Ms. Dragas was featured in Hampton Road Magazine's list of “10 Leading Ladies” featuring the advice of powerful and inspiring women. She further mentioned the importance of affordable tuition by attributing her success and inspiration to the fact that she and her family “were able to afford the cost of a life-changing undergraduate and graduate education at the University of Virginia."

===Advocacy on affordability===
Throughout 2014, Dragas was further recognized for her advocacy of affordable higher education. Dragas has been joined by other members of the Board in raising concerns that the university has relied too much on yearly tuition increases to backfill stagnant state funding, lack of strategic planning, and declining research.

Dragas and fellow board members have also pointed to the university's lack of a long-term financial plan as one reason for the continued escalation of tuition.

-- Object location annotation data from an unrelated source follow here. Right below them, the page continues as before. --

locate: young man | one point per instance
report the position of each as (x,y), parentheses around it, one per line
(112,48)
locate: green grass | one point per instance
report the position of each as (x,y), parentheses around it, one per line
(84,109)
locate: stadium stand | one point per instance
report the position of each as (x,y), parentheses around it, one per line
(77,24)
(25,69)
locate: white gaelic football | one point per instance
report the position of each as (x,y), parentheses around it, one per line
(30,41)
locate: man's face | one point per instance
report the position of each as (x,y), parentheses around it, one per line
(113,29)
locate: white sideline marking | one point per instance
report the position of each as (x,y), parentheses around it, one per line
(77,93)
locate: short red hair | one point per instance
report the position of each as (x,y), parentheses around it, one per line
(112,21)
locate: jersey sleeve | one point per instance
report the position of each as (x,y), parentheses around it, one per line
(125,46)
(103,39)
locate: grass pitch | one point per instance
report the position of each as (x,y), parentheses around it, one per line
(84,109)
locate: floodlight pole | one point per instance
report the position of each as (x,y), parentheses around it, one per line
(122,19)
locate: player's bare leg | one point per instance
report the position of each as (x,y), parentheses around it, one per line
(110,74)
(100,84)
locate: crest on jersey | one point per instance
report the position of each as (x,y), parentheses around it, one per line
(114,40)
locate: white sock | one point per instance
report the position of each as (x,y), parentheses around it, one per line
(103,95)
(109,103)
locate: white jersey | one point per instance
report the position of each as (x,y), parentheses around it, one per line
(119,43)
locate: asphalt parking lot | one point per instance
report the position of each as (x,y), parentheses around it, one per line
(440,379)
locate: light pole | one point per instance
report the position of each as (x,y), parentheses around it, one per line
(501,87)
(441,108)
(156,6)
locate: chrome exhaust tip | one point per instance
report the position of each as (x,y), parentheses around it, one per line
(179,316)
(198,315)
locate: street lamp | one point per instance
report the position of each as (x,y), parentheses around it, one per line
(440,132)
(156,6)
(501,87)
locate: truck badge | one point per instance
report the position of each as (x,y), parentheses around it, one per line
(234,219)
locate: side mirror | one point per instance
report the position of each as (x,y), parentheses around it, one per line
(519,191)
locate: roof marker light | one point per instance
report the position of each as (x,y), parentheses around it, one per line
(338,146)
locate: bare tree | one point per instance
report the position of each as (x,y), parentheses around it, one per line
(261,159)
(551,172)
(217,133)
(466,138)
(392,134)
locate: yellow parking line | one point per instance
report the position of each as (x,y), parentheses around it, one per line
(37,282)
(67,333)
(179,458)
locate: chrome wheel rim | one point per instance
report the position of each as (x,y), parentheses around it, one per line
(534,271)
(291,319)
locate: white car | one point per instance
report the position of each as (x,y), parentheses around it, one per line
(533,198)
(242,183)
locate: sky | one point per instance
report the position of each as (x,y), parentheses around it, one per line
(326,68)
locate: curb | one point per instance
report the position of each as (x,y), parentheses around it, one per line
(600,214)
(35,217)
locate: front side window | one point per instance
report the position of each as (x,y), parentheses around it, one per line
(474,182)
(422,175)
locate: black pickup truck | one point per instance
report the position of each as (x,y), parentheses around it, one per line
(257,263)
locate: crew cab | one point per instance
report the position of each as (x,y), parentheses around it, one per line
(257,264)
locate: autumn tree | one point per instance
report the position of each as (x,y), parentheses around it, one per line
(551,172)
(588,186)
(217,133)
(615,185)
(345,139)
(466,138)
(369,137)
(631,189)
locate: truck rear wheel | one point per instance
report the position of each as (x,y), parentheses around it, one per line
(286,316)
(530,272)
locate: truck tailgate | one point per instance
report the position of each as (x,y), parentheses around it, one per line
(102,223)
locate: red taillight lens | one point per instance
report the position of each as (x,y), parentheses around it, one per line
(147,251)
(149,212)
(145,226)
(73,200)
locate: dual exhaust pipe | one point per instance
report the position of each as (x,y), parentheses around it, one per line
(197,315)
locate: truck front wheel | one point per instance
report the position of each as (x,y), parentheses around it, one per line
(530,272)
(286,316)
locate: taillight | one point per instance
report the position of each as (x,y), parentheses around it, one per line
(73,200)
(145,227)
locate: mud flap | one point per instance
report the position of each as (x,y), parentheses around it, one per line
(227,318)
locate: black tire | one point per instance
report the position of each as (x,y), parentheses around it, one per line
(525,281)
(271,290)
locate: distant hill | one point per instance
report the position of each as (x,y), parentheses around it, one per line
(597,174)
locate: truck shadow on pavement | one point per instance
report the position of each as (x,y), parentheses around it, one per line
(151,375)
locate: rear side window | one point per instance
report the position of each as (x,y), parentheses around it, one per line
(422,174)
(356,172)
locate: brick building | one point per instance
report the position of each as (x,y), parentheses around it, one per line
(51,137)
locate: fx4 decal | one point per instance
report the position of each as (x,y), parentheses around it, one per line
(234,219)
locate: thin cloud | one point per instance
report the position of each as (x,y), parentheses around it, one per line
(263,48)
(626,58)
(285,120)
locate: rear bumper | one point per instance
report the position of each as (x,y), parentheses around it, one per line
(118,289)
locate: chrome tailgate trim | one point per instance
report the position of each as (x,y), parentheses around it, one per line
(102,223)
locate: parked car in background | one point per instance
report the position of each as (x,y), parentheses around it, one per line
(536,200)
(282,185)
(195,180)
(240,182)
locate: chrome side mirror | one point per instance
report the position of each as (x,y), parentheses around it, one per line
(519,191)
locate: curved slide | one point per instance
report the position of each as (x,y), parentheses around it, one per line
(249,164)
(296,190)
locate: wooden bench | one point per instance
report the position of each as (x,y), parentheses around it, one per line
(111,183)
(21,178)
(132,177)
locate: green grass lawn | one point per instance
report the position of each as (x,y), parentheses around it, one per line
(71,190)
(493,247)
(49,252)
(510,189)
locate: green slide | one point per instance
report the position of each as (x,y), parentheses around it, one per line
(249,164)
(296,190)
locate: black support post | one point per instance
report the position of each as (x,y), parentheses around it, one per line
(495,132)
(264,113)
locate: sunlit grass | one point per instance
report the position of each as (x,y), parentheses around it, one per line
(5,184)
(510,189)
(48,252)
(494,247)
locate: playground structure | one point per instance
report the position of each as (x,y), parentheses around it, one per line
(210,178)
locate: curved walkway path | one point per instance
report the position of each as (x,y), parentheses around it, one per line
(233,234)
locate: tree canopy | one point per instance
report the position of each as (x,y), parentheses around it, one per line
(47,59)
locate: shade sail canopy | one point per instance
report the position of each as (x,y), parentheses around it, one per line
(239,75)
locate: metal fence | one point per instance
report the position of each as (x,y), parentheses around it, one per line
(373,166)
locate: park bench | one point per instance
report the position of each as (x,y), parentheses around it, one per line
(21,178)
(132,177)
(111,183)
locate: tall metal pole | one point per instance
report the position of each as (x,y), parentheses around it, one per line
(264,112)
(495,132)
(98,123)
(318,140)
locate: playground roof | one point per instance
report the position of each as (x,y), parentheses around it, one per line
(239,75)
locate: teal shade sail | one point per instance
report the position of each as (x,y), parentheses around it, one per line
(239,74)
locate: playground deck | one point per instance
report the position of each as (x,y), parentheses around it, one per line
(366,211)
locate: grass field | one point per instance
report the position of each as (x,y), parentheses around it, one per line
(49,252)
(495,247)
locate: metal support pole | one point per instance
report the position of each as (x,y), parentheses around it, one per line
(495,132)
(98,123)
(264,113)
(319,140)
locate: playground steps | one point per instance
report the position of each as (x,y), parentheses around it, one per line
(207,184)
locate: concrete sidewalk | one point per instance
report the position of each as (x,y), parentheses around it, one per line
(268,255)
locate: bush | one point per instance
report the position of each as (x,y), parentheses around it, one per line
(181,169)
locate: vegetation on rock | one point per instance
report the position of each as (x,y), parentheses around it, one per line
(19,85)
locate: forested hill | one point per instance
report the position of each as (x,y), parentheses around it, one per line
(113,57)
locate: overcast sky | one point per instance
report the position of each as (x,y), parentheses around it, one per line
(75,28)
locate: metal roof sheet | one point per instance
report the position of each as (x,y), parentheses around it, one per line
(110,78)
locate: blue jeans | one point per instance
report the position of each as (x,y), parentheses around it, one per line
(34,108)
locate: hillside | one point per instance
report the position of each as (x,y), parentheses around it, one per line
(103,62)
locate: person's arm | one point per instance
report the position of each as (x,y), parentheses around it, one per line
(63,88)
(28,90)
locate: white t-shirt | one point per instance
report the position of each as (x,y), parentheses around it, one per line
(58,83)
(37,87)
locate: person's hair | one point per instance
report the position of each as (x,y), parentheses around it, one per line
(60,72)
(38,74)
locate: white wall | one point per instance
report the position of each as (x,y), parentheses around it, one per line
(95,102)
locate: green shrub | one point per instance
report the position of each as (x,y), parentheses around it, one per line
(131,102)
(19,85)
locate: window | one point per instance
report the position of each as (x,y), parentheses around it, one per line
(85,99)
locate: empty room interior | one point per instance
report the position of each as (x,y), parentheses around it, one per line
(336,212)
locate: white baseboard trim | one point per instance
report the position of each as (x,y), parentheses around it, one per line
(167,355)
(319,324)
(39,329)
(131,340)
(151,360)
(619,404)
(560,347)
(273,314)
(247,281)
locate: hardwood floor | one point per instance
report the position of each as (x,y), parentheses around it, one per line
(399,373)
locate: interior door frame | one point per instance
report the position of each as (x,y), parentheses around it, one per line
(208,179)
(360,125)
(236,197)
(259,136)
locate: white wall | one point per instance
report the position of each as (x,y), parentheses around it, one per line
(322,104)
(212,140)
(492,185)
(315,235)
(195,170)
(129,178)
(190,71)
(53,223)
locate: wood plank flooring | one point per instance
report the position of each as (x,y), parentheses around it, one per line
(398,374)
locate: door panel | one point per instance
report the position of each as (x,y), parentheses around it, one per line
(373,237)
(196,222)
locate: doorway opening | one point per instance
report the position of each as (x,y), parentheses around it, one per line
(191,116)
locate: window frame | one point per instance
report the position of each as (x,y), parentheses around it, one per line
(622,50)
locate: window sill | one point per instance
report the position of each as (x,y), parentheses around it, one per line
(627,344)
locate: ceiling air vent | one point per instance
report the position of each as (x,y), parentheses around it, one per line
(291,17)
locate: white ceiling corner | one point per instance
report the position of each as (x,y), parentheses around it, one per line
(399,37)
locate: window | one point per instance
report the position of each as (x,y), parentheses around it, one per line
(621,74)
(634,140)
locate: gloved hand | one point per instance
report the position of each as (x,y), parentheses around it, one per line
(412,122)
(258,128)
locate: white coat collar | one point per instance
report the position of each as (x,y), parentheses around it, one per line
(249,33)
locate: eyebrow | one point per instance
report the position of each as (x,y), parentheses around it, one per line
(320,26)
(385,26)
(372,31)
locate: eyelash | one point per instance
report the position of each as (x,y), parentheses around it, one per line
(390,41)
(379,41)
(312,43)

In response, in June 2014, the UVa Board of Visitors set up a special subcommittee to work on a long-range plan targeting affordability for students.

During a June meeting of the UVa Board of Visitors, Dragas again raised the issue of the university's public mission to provide affordable access to Virginians, arguing that board members owe their primary duty of loyalty to the public and then to the university. A newspaper article on the meeting pointed to tuition increases, as an example, which may limit access to Virginians with lower incomes but help the university administration avoid difficult budget decisions. Charlottesville's newspaper, The Daily Progress, cheered “Hooray for Helen Dragas”, and editorialized that Dragas was “spot-on in saying that the University of Virginia, including its governing board, should put the public interest first.” Calling her “right on the money on these issues”, The Daily Progress also agreed with Dragas that a proposed code of conduct muzzling board member expression of dissenting views would be an unrighteous decision for a public institution.

==Personal life==
Dragas lives in Virginia Beach, Virginia. She is married to Lewis Webb, an attorney; they have three children.